Tom Kaiser: did pioneering work in the early days of radio astronomy at Jodrell
Bank - until his communist beliefs made him unwelcome there
Professor Tom Kaiser, radar astronomer and space scientist, died on July 2
aged 74. He was born
on May 2, 1924.
TOM KAISER was one of Britain's brightest and most colourful space scientists. He was greatly
admired for his intellectual ability and his unwillingness to let a scientific problem beat
him. In the early days of radio astronomy at Jodrell Bank, he was fascinated by the train of
ionised atoms that an incoming particle of interplanetary dust leaves behind as it burns up
in the atmosphere, and the way in which this train can be quantified by looking at the radar
pulses that it
reflects.
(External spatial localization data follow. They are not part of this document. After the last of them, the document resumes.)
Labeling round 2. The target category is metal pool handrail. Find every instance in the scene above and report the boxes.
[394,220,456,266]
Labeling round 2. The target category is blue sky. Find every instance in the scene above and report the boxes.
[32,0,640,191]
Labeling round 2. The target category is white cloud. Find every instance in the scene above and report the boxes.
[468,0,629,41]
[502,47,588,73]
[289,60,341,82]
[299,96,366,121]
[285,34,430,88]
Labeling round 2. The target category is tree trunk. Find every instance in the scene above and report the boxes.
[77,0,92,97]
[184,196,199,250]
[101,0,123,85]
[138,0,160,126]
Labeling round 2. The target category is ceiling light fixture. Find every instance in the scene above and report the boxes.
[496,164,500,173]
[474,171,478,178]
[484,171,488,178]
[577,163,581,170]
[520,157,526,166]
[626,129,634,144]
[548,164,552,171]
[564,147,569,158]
His 1953 research article on radio echo studies of meteor ionisation was one of
those classic scientific papers that ties up the loose knots of a subject so completely
that few scientists felt the necessity to write on the topic again.
His work was a happy marriage between a first-class theoretical brain and a complete
mastery of the practical problems of building and running experimental radar and satellite
systems. On moving to the University of Sheffield, he took over a local hilltop and
covered it with a variety of radar aerials. Many happy nights were spent bouncing radar
pulses off meteors and the aurora borealis.
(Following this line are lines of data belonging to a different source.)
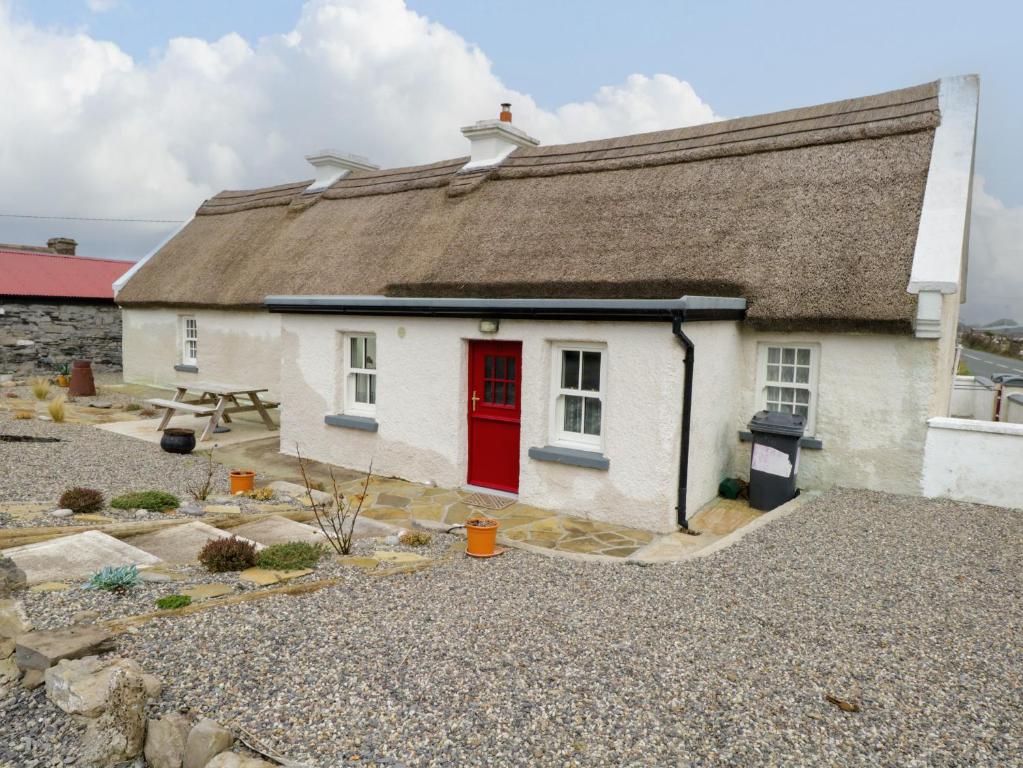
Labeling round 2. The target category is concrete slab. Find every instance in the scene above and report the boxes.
[125,521,262,564]
[688,498,762,536]
[95,413,278,448]
[3,530,162,585]
[229,516,327,547]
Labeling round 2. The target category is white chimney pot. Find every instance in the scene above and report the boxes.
[304,149,379,192]
[460,120,539,172]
With the blossoming of the space age, his research work was directed towards rockets and
satellites. Skylark rockets bearing his experiments were flown from Australia and Sweden,
and these used radio propagation methods to investigate the ionosphere and aurorae. The
relationships between very low frequency emissions and the production of aurorae were
investigated from the British Antarctic Base at Halley Bay and using the British satellite Ariel 3.
He was famous among the industrialists of the satellite world for his work on producing
a radio-clean satellite. When the satellite Ariel 3 was first tested, all the instruments
interfered with each other. Kaiser had a dogged belief that this problem could be solved,
and worked for weeks slowly reducing the satellite noise. For years afterwards the UK was
the only nation that could produce radio "quiet" satellites. He was very much a team player
and revelled in
passing on ideas to others.
Thomas Reeve Kaiser was born and educated in Melbourne, Australia, and took a first in
physics and radiophysics at the University of Melbourne in 1943. He then worked briefly
as a research officer in the Sydney Radiophysics Laboratory of the Council for Scientific
and Industrial Research, while writing an MSc thesis on radar aerials at the same time. Kaiser
was an active member of the Communist Party and, in 1947, left Australia for good after
hearing on the radio that he was
wanted for questioning by the authorities just as his ship left harbour.
On arriving in England he went up to University College, Oxford, completing his doctorate
on the acceleration of charged particles on synchrotron orbits in two years. At Oxfor he
won a Blue for lacrosse and retained a lifelong love for the game, which he also served
in an official capacity.
In 1950 Kaiser moved to the University of Manchester's Jodrell Bank Experimental Station
as the Turner Newall and ICI Research Fellow. Unfortunately, his October 1952 telegram
to President Truman demanding the release from custody of Julius and Ethel Rosenberg
(who had passed US atomic bomb secrets to Soviet agents) had used the Jodrell Bank address.
This not only considerably upset the Director, Sir Bernard Lovell, but also led to the
discovery that one member of the small
staff at Jodrell was a secret agent who had also infiltrated himhimself into the local
Communist Party just to keep his tabs on Kaiser. Jodrell's reliance on funding from the
United States made Kaiser's continued stay unwelcome.
After spending a year as a lecturer in physics at Reading University, he became senior
lecturer at the University of Sheffield in 1956. He was appointed to the chair of space
physics at Sheffield in 1966, which he held until his retirement in 1987.
Sadly, his last years were troubled by ill-health, but he was considerably heartened
by the award, in 1994, of the Gold Medal of the Royal Astronomical Society.
He is survived by his devoted wife, Pamela, two sons and a daughter.